Local PCP p-values are Bonferroni-corrected across the properties for each scale (10 properties for Taylor's categorical properties, 5 properties for Wold's z-scales), and are only listed if significant, showing the property or scale that was significant in parentheses.
Annotation in the final column compares these sites with the results of the 9-mer-based analysis, showing the starting position of any 9-mer that overlaps the individual site of interest.
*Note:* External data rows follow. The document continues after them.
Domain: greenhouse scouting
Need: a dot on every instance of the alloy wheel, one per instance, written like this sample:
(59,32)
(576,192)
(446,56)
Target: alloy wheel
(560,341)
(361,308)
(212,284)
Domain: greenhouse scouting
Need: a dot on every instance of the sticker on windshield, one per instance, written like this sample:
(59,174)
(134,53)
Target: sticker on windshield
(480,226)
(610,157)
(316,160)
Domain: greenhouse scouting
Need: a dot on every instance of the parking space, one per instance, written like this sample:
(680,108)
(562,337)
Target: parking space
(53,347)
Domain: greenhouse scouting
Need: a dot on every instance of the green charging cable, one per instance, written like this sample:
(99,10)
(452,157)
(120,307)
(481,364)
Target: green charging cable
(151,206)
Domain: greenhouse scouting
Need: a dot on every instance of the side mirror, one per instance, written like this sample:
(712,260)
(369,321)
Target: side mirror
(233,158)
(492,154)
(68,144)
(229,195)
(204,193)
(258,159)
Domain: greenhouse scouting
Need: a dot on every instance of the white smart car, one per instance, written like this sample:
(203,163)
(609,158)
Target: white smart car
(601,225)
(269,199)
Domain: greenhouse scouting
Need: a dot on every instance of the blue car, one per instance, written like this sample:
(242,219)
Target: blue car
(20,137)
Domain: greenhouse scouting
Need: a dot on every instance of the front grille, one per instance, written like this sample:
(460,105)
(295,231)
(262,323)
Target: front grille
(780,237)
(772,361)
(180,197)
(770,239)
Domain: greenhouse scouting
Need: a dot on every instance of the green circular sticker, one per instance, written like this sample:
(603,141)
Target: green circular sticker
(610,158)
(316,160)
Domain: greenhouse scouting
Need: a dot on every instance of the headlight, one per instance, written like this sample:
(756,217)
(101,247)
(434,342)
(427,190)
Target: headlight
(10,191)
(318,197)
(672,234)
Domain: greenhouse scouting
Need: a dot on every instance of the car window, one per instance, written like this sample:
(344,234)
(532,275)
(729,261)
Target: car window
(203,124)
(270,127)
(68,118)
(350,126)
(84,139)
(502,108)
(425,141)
To determine if there were similarities between the signature sites identified in Step and Phambili we plotted the treatment difference in the percent of vaccine-mismatched residues (vaccine minus placebo) for all sites in Gag, Pol and Nef for the two studies and annotated the Phambili signature sites (Figs. 4 and S3). There was no evidence that there was an overlap of signature sites between the two studies.
Fig. 4.
Comparison of putative site-specific sieve effects observed in the Step and Phambili Studies. The magnitude of a site-specific sieve effect can be computed as the treatment difference in the percent of vaccine-mismatched breakthrough viruses at each site (vaccine minus placebo). A positive and larger difference indicated a “vMatch” sieve effect (greater frequency of vaccine-mismatched residues in vaccine than placebo viruses). Scatter plots compare the difference computed at each site (gray dot) for the Step (x-axis) and Phambili (y-axis) trials and for each protein encoded by the vaccine insert: Gag (A), Pol (B) and Nef (C). The differences are comparable despite the difference in the number of infections that were included in the sieve analysis for each trial (Step: n = 65; Phambili: n = 43). If a site-specific sieve effect from Step was replicated it would appear in the upper right or lower left quadrant. Sites in the upper left and lower right reflect possible sieve effects in one study, but not the other. The symmetric cloud of sites towards the origin is expected since the magnitude of the sieve effect at most sites reflects the lack of a sieve effect and noise in the data. Only the sieve effect at Gag 84 in the Step Study reached statistical significance after adjustment for multiple comparisons. Signature sites in the Phambili Study are annotated with the site numbers.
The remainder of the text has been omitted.